Environmentalists Give Bayh, Carson High Marks on Wilderness Stewardship
Votes by U.S. Sen. Evan Bayh and Rep. Julia Carson in favor of protecting wilderness are drawing the praise of national and state environmentalists, including Hoosier Chapter leaders.
Bayh and Carson each received an “A” on Wild Card, a report card released by the independent, nonprofit American Wilderness Coalition. Wild Card is touted as the first comprehensive and quantitative analysis of congressional action on key wilderness and public lands issues.
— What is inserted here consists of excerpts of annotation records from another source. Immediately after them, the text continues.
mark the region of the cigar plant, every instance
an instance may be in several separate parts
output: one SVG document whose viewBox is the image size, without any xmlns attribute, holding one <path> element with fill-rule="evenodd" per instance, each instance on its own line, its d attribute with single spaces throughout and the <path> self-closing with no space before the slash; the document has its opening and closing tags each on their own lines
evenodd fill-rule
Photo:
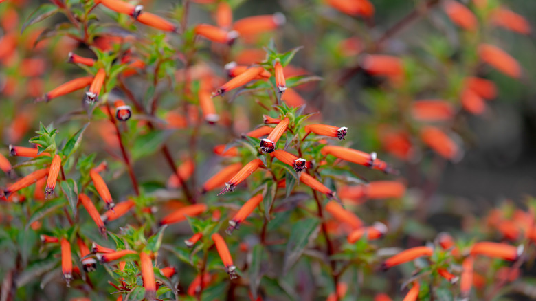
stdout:
<svg viewBox="0 0 536 301">
<path fill-rule="evenodd" d="M 510 2 L 0 0 L 0 299 L 535 298 L 536 202 L 437 189 Z"/>
</svg>

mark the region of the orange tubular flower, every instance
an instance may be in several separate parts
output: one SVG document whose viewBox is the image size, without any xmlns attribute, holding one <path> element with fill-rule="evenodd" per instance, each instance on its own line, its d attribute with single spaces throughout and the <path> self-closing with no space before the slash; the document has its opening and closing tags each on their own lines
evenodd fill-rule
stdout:
<svg viewBox="0 0 536 301">
<path fill-rule="evenodd" d="M 36 102 L 45 101 L 48 102 L 52 98 L 56 98 L 65 94 L 69 94 L 69 93 L 74 92 L 76 90 L 80 90 L 80 89 L 84 89 L 93 82 L 93 76 L 86 76 L 69 80 L 50 91 L 41 98 L 37 98 Z"/>
<path fill-rule="evenodd" d="M 454 107 L 445 100 L 418 100 L 412 104 L 412 115 L 419 121 L 447 121 L 454 117 Z"/>
<path fill-rule="evenodd" d="M 11 146 L 10 146 L 10 153 L 11 153 Z M 6 175 L 11 172 L 11 163 L 3 155 L 0 154 L 0 169 Z"/>
<path fill-rule="evenodd" d="M 458 282 L 458 280 L 460 278 L 457 276 L 451 274 L 449 272 L 447 269 L 438 269 L 437 273 L 441 276 L 441 277 L 444 278 L 447 280 L 447 281 L 449 282 L 451 284 L 454 284 Z"/>
<path fill-rule="evenodd" d="M 447 1 L 445 2 L 443 8 L 452 22 L 460 27 L 473 31 L 478 26 L 476 16 L 473 12 L 460 2 L 452 0 Z"/>
<path fill-rule="evenodd" d="M 504 74 L 514 78 L 520 78 L 521 66 L 510 54 L 496 46 L 481 44 L 478 46 L 480 59 Z"/>
<path fill-rule="evenodd" d="M 164 277 L 167 277 L 168 278 L 170 278 L 173 275 L 175 274 L 177 272 L 177 270 L 175 269 L 175 267 L 166 267 L 164 268 L 160 269 L 160 273 L 164 275 Z"/>
<path fill-rule="evenodd" d="M 273 128 L 273 130 L 268 135 L 268 137 L 260 140 L 260 150 L 264 153 L 271 153 L 276 150 L 276 144 L 279 138 L 283 135 L 287 127 L 289 126 L 289 118 L 284 118 L 278 125 Z"/>
<path fill-rule="evenodd" d="M 262 201 L 263 194 L 257 194 L 245 202 L 238 212 L 234 214 L 232 219 L 229 221 L 229 227 L 227 227 L 225 231 L 227 234 L 230 235 L 235 229 L 238 230 L 240 227 L 240 223 L 253 212 L 253 210 L 255 210 Z"/>
<path fill-rule="evenodd" d="M 405 186 L 396 181 L 377 181 L 368 185 L 344 186 L 339 190 L 342 199 L 358 201 L 361 199 L 397 199 L 405 194 Z"/>
<path fill-rule="evenodd" d="M 421 285 L 416 281 L 414 282 L 413 287 L 412 287 L 410 291 L 407 292 L 407 294 L 404 297 L 403 301 L 416 301 L 418 298 L 418 290 L 420 289 Z"/>
<path fill-rule="evenodd" d="M 236 267 L 233 265 L 233 258 L 231 257 L 231 253 L 229 252 L 229 248 L 227 247 L 227 244 L 221 235 L 214 233 L 212 236 L 212 241 L 214 245 L 216 245 L 216 249 L 218 250 L 218 254 L 221 258 L 221 261 L 223 262 L 223 265 L 225 266 L 225 271 L 229 274 L 231 279 L 235 279 L 238 276 L 234 272 L 236 269 Z"/>
<path fill-rule="evenodd" d="M 136 253 L 135 251 L 131 249 L 122 249 L 120 251 L 113 251 L 113 252 L 109 253 L 97 253 L 97 258 L 100 263 L 104 263 L 118 260 L 127 255 L 136 254 L 137 253 Z"/>
<path fill-rule="evenodd" d="M 40 169 L 32 172 L 26 177 L 24 177 L 15 183 L 8 186 L 8 188 L 3 190 L 4 195 L 5 197 L 8 197 L 12 193 L 16 192 L 21 189 L 24 188 L 25 187 L 30 186 L 39 179 L 44 178 L 45 176 L 48 175 L 48 168 Z"/>
<path fill-rule="evenodd" d="M 91 170 L 95 172 L 101 172 L 106 170 L 108 168 L 108 163 L 106 161 L 102 161 L 99 165 L 93 167 Z"/>
<path fill-rule="evenodd" d="M 48 173 L 48 179 L 47 180 L 47 187 L 45 188 L 45 199 L 54 193 L 56 182 L 58 181 L 58 175 L 61 169 L 61 157 L 58 155 L 54 155 L 52 159 L 52 163 L 50 164 L 50 170 Z"/>
<path fill-rule="evenodd" d="M 272 131 L 273 131 L 273 128 L 268 126 L 263 126 L 245 133 L 244 136 L 252 137 L 253 138 L 260 138 L 263 136 L 270 135 L 270 133 L 271 133 Z"/>
<path fill-rule="evenodd" d="M 142 12 L 137 17 L 137 21 L 164 32 L 177 32 L 177 28 L 172 23 L 150 12 Z"/>
<path fill-rule="evenodd" d="M 460 291 L 462 298 L 468 298 L 473 286 L 473 257 L 469 256 L 462 263 L 462 275 L 460 280 Z"/>
<path fill-rule="evenodd" d="M 89 248 L 87 247 L 84 241 L 82 238 L 78 238 L 76 239 L 76 243 L 78 245 L 78 249 L 80 250 L 80 257 L 83 258 L 84 257 L 89 255 Z M 87 258 L 80 260 L 83 266 L 84 271 L 86 273 L 95 271 L 97 269 L 97 260 L 93 258 Z"/>
<path fill-rule="evenodd" d="M 202 193 L 206 193 L 208 191 L 225 185 L 241 169 L 242 169 L 242 164 L 240 163 L 235 163 L 226 166 L 203 184 Z"/>
<path fill-rule="evenodd" d="M 194 204 L 183 207 L 166 216 L 160 221 L 160 225 L 179 223 L 186 220 L 186 216 L 195 216 L 205 211 L 207 211 L 207 205 L 205 204 Z"/>
<path fill-rule="evenodd" d="M 220 87 L 216 92 L 212 93 L 212 96 L 218 96 L 222 95 L 224 93 L 236 89 L 238 87 L 243 86 L 244 85 L 251 82 L 255 79 L 257 76 L 260 74 L 265 70 L 262 67 L 252 67 L 248 69 L 244 73 L 233 78 L 228 82 L 223 84 Z"/>
<path fill-rule="evenodd" d="M 335 198 L 335 192 L 326 187 L 324 184 L 319 182 L 318 180 L 306 172 L 302 172 L 300 175 L 300 181 L 304 184 L 311 187 L 319 192 L 326 194 L 329 199 Z"/>
<path fill-rule="evenodd" d="M 89 199 L 89 197 L 84 194 L 83 193 L 80 193 L 78 194 L 78 201 L 82 203 L 82 205 L 85 208 L 86 208 L 87 213 L 89 214 L 89 216 L 97 225 L 97 227 L 99 227 L 99 232 L 100 232 L 100 234 L 103 236 L 106 235 L 106 227 L 104 226 L 104 223 L 102 222 L 102 219 L 100 218 L 100 214 L 99 214 L 98 210 L 97 210 L 97 208 L 95 208 L 95 205 L 93 205 L 91 199 Z"/>
<path fill-rule="evenodd" d="M 348 128 L 346 126 L 337 127 L 327 124 L 309 124 L 305 126 L 305 134 L 309 135 L 311 132 L 313 132 L 317 135 L 322 136 L 336 137 L 339 140 L 344 139 L 348 131 Z"/>
<path fill-rule="evenodd" d="M 142 269 L 142 278 L 145 287 L 145 298 L 148 300 L 153 300 L 156 298 L 157 289 L 153 261 L 147 253 L 143 251 L 139 253 L 139 268 Z"/>
<path fill-rule="evenodd" d="M 456 160 L 461 155 L 458 145 L 445 132 L 435 126 L 423 128 L 421 139 L 446 159 Z"/>
<path fill-rule="evenodd" d="M 504 8 L 498 8 L 493 11 L 491 23 L 522 34 L 531 33 L 531 25 L 525 18 Z"/>
<path fill-rule="evenodd" d="M 209 24 L 197 25 L 194 29 L 194 32 L 212 42 L 228 45 L 232 44 L 238 37 L 238 33 L 235 30 L 228 32 Z"/>
<path fill-rule="evenodd" d="M 277 124 L 279 122 L 281 122 L 281 120 L 270 117 L 267 115 L 263 115 L 263 122 L 266 124 Z"/>
<path fill-rule="evenodd" d="M 486 103 L 484 100 L 472 90 L 465 89 L 462 91 L 460 98 L 462 100 L 463 109 L 472 114 L 480 115 L 486 110 Z"/>
<path fill-rule="evenodd" d="M 0 60 L 11 56 L 16 49 L 16 36 L 12 33 L 0 38 Z"/>
<path fill-rule="evenodd" d="M 221 28 L 230 28 L 233 24 L 233 10 L 231 5 L 221 1 L 216 8 L 216 23 Z"/>
<path fill-rule="evenodd" d="M 196 243 L 199 241 L 201 237 L 203 237 L 202 233 L 201 232 L 196 233 L 194 235 L 192 235 L 192 237 L 190 237 L 190 238 L 185 240 L 184 243 L 186 244 L 186 247 L 192 247 L 194 246 L 194 245 L 196 244 Z"/>
<path fill-rule="evenodd" d="M 260 159 L 256 159 L 245 165 L 228 182 L 225 183 L 225 188 L 223 188 L 218 195 L 223 194 L 227 191 L 234 191 L 237 185 L 242 183 L 249 177 L 255 170 L 263 166 L 263 161 Z"/>
<path fill-rule="evenodd" d="M 320 152 L 324 155 L 331 155 L 339 159 L 377 169 L 386 173 L 397 173 L 397 171 L 386 162 L 377 159 L 376 153 L 368 154 L 361 150 L 331 145 L 324 146 Z"/>
<path fill-rule="evenodd" d="M 465 80 L 465 87 L 482 98 L 493 99 L 497 96 L 497 87 L 495 83 L 484 78 L 469 77 Z"/>
<path fill-rule="evenodd" d="M 205 86 L 207 85 L 201 83 L 201 87 L 199 89 L 197 96 L 199 98 L 199 106 L 201 108 L 203 118 L 209 124 L 214 124 L 220 120 L 220 116 L 216 113 L 214 100 L 212 100 L 210 92 Z"/>
<path fill-rule="evenodd" d="M 128 14 L 135 19 L 139 16 L 144 8 L 142 5 L 134 6 L 121 0 L 95 0 L 95 4 L 102 4 L 114 12 Z"/>
<path fill-rule="evenodd" d="M 284 93 L 284 90 L 287 89 L 287 84 L 284 82 L 283 66 L 280 62 L 277 61 L 273 68 L 276 74 L 276 85 L 278 87 L 278 89 L 279 89 L 279 93 Z"/>
<path fill-rule="evenodd" d="M 113 211 L 108 210 L 100 216 L 100 219 L 104 223 L 109 223 L 124 216 L 131 210 L 135 203 L 132 201 L 125 201 L 115 205 Z"/>
<path fill-rule="evenodd" d="M 91 252 L 92 253 L 115 253 L 115 250 L 113 249 L 110 249 L 109 247 L 102 247 L 102 245 L 97 245 L 96 243 L 93 243 L 93 245 L 91 245 Z"/>
<path fill-rule="evenodd" d="M 113 203 L 113 200 L 111 198 L 110 190 L 108 190 L 108 186 L 106 185 L 104 180 L 102 179 L 102 177 L 98 174 L 98 172 L 92 170 L 89 172 L 89 176 L 91 177 L 93 185 L 95 185 L 95 189 L 97 190 L 100 198 L 106 203 L 106 209 L 110 210 L 115 206 Z"/>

The report card graded senators and representatives on their support and degrees of leadership in key votes on public lands management before the 106th and 107th Congresses. Indiana’s senior U.S. Senator, Richard Lugar, received a “D,” and all six of Indiana’s Republican Representatives received “F”s.
“Hoosiers should thank Senator Bayh for the good sense and strong support he has shown on key wilderness and public lands votes in the past two years. Foremost among those were his votes to prevent destructive oil drilling in the Arctic National Wildlife Refuge,” said Thomas Dustin, environmental affairs advisor to the Indiana Division of the Izaak Walton League of America.
Wild Card evaluated senators and representatives on three separate issues that pertained to the Arctic Refuge. “This just underscores the importance placed on protecting the Arctic Refuge by people here in Indiana and across the nation,” said Jeff Stant of the Alaska Coalition of Indiana.
Additionally, Bayh voted against the nomination of Interior Secretary Gale Norton, in favor of protecting new monuments created by President Clinton under the Antiquities Act, and against taxpayer subsidies to timber corporations.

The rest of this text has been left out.